On Saturday 29th October 2016 Sophie Aldred, who played the Seventh Doctor’s companion ‘Ace’ from 1987-1989, attended ‘Film & Comic Con Cardiff’ and spoke to BlogtorWho.
Aldred talked to us about her character, about her development from child to women and about her relationship with the Doctor Sylvester McCoy.
Bedwyr Gullidge: So we are here at Film & Comic Con Cardiff, when you took on the role did you think that you would still be discussing Ace and signing prints all these years later?
Sophie Aldred: If somebody had told me in 1987 that I’d be sitting here in 2016 in Cardiff signing autographs, I would’ve just laughed probably. It’s amazing and it’s just brilliant that, due to the fans in large part, the show is thriving. We’ve just started to see the new spinoff ‘Class’ and all these wonderful things that have come out of Doctor Who. And now of course the show is being made largely by the fans of the show. It’s great, I love it.
BG: Your character Ace had, what we would call now, a story arc?
SA: Yes, it’s funny isn’t it that in those days an arc was something that Noah went in. We didn’t know about story arcs in those days. It really was the first time I guess that a companion had had a proper backstory that was explored and developed.
BG: That story arc saw her then develop from that naive teenager to a mature woman?

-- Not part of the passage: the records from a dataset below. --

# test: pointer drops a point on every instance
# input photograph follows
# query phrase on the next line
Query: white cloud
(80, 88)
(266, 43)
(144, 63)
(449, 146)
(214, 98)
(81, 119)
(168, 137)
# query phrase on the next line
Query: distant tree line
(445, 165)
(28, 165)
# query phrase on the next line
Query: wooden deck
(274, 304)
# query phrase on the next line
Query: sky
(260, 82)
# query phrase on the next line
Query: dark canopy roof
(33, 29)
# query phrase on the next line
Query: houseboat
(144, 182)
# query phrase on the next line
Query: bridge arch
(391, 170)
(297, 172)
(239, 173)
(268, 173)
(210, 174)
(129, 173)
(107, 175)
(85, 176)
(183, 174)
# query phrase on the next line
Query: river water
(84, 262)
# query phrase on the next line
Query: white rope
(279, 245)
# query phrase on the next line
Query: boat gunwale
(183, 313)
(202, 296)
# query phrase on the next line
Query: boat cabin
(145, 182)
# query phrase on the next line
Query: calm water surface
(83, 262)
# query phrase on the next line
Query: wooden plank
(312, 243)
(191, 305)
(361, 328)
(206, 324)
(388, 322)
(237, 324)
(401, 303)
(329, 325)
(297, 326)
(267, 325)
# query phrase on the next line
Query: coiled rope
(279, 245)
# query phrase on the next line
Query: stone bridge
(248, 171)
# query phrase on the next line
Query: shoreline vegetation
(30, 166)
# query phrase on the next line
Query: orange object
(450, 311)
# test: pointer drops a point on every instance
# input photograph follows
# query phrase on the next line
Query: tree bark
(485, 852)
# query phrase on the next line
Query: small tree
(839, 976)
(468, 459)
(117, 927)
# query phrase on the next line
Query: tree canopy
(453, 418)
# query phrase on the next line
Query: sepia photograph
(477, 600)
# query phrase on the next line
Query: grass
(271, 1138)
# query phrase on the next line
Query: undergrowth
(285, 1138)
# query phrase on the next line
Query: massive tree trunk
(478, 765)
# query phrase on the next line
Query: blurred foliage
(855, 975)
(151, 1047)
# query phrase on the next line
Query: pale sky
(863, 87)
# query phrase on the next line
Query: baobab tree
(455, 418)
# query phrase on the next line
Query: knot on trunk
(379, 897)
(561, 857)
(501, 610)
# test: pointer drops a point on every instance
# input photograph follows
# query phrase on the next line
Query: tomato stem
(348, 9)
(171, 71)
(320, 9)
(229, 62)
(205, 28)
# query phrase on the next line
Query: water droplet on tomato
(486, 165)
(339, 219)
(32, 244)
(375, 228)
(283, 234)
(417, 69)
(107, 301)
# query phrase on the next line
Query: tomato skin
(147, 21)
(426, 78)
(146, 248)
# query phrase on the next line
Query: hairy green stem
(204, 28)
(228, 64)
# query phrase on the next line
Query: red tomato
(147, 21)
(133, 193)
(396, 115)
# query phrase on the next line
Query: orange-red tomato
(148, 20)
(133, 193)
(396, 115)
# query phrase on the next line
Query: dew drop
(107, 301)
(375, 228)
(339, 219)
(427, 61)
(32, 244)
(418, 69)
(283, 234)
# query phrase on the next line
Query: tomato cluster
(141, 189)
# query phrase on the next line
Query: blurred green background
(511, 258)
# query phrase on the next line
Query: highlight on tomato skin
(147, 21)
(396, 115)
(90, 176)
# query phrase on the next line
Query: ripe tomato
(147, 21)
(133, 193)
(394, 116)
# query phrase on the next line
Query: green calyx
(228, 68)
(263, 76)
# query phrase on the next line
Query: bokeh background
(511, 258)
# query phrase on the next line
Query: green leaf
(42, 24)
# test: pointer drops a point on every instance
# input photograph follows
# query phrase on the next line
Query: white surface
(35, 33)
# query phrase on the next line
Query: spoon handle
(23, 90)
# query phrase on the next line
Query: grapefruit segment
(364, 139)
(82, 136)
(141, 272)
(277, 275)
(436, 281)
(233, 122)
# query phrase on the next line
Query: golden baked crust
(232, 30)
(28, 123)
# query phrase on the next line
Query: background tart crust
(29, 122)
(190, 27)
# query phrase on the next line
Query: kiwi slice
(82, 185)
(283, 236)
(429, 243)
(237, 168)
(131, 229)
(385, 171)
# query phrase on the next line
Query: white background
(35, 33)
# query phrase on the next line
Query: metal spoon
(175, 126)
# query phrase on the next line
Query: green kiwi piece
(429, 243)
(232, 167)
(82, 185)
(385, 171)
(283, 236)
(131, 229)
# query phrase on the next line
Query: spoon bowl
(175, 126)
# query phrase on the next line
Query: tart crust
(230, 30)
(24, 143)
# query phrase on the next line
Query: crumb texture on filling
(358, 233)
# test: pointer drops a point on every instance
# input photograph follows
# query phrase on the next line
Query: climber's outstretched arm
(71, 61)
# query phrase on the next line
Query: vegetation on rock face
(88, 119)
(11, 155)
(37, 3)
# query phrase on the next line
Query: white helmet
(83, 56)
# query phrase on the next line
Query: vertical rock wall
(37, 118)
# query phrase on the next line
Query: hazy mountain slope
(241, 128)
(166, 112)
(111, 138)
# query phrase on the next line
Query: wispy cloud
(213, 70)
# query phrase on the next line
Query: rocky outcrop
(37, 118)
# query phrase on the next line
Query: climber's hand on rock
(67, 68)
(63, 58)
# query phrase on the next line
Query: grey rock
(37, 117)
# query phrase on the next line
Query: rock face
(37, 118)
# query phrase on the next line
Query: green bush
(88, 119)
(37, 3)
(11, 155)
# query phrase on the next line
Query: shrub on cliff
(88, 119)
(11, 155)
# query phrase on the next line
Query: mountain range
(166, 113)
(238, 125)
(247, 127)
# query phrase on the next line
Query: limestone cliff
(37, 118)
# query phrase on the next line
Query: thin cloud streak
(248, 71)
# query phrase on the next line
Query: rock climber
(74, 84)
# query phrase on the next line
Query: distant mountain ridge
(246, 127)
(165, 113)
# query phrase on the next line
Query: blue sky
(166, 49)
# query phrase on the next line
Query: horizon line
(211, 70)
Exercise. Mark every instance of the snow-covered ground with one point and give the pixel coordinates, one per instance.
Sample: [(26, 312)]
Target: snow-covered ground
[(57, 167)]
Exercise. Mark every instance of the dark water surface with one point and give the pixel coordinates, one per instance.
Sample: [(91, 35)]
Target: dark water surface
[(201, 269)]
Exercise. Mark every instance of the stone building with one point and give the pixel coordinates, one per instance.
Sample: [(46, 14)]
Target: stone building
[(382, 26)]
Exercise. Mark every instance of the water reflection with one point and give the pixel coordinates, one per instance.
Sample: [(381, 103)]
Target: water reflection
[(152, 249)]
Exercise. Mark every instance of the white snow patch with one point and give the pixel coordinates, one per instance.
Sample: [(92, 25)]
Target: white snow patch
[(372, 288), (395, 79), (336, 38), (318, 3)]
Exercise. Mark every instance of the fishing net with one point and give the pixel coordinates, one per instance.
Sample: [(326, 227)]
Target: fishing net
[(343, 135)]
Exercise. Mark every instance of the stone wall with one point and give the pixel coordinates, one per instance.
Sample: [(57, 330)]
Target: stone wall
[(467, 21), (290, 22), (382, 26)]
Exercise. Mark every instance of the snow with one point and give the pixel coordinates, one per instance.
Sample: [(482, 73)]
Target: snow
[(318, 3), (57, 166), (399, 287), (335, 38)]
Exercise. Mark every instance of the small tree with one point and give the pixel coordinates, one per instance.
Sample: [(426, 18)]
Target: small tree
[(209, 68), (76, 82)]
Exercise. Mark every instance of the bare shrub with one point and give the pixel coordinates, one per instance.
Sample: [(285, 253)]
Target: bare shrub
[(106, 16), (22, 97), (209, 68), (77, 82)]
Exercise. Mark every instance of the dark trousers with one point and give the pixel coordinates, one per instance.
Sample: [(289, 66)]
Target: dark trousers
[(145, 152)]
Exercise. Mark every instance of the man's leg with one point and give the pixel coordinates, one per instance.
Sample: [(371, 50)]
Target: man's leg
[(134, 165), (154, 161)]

SA: Yes I think she really did develop during the series. When you first see her in ‘Dragonfire’ she’s meant to be 16 and she’s this slightly ADHD teenager who’s chucking milkshakes on people and chucking explosives around and shouting “wicked”. By ‘Remembrance of the Daleks’, it’s funny looking at it again, you can see that she is pretty vulnerable as well and she falls in love with this guy at the drop of the hat and then he lets her down. There are some sensitive moments and I think the great thing about Ace was that she was a very well-rounded character. So she wasn’t just this stereotype of ‘tough girl’, she also had a softer side and she also was very flawed and vulnerable. Then you see her in stories like ‘The Greatest Show in the Galaxy’ where she actually does acknowledge that she’s scared; she doesn’t like clowns. You see her going through stuff. Then of course there’s ‘The Curse of Fenric’ where her back story really comes to the fore. She realises that she’s being manipulated by The Doctor and of course that was something that had never been seen before and which I think the writers picked up on for the new series.
So there’s a lot of Ace that was complex and I think that’s what the enduring appeal is about Ace. She’s not a simplistic character and that people really identified with her and continue to do so. One of the lovely things about doing these Comic Cons is that people come up to me and they say what a difference that Ace has made to them in their lives. So for example, I’ve had people telling me how when they were young they were bullied in school and then they saw the character of Ace and they were able to get some strength from that and to deal with being bullied and to fight their own corner. I just think, “wow, what an amazing thing.” I thought I was playing a part in a TV series but actually the difference that Ace has made to other people, and to myself as well, is pretty extraordinary really.
BG: Sadly you didn’t come back for another series as the show was put ‘on hiatus’ but how would you have liked to have seen her character develop in what was supposed to be your final season?
SA: Yes, I was going to have half of another season and then go out. I think there were some ideas which were barely formed to do that so Ben Aaronovitch, Marc Platt and Andrew Cartmel got their heads together and thought of a few things. One of which was that was Ace was going to go off to Gallifrey and she was going to train to be a Time Lord. And actually that’s now been explored with Big Finish in the Gallifrey series where Ace is a secret agent for the Time Lords and I love that, it’s great. Then there’s another theory that Russell T Davies at the end of one of The Sarah Jane Adventures says that Dorothy is working for ‘A Charitable Earth’. That’s a cool idea as well that she’d be going off being some kind of Greenpeace activist, I think, in space, righting wrongs and continuing The Doctor’s work. I can see her in a Millennium Falcon-type battered old spaceship going around with a couple of mates probably, strange aliens that she’s picked up along the way.
BG: There’s a TV series in that!
SA: Yeah I think so, that would be good wouldn’t it? It’d be great.
BG: To finish up we should talk about Sylvester. You had a great relationship which came across onscreen and you must see each other regularly at conventions?
SA: Yeah that’s the great thing about doing these as well is that we bump into each other a lot, all over the world. In fact, I nearly bumped into him in Germany a few weekends ago. I was at this lovely convention called ‘Timelash’ and apparently, he was just up the road in Berlin.
BG: So what was it like to work with him?
SA: Sylvester was amazing to work with because I’d never done any TV before, so he was really helpful in introducing me to the world of TV. He allowed my character to develop and me to develop as well as an actress. I think without him being so generous, he could’ve easily not allowed Ace to develop in the way she did and that was brilliant for me. Now when I see him he is one of my best mates, we still get on just as well as we used to. He says it’s because I’m the only person who laughs at his jokes. So long may that continue.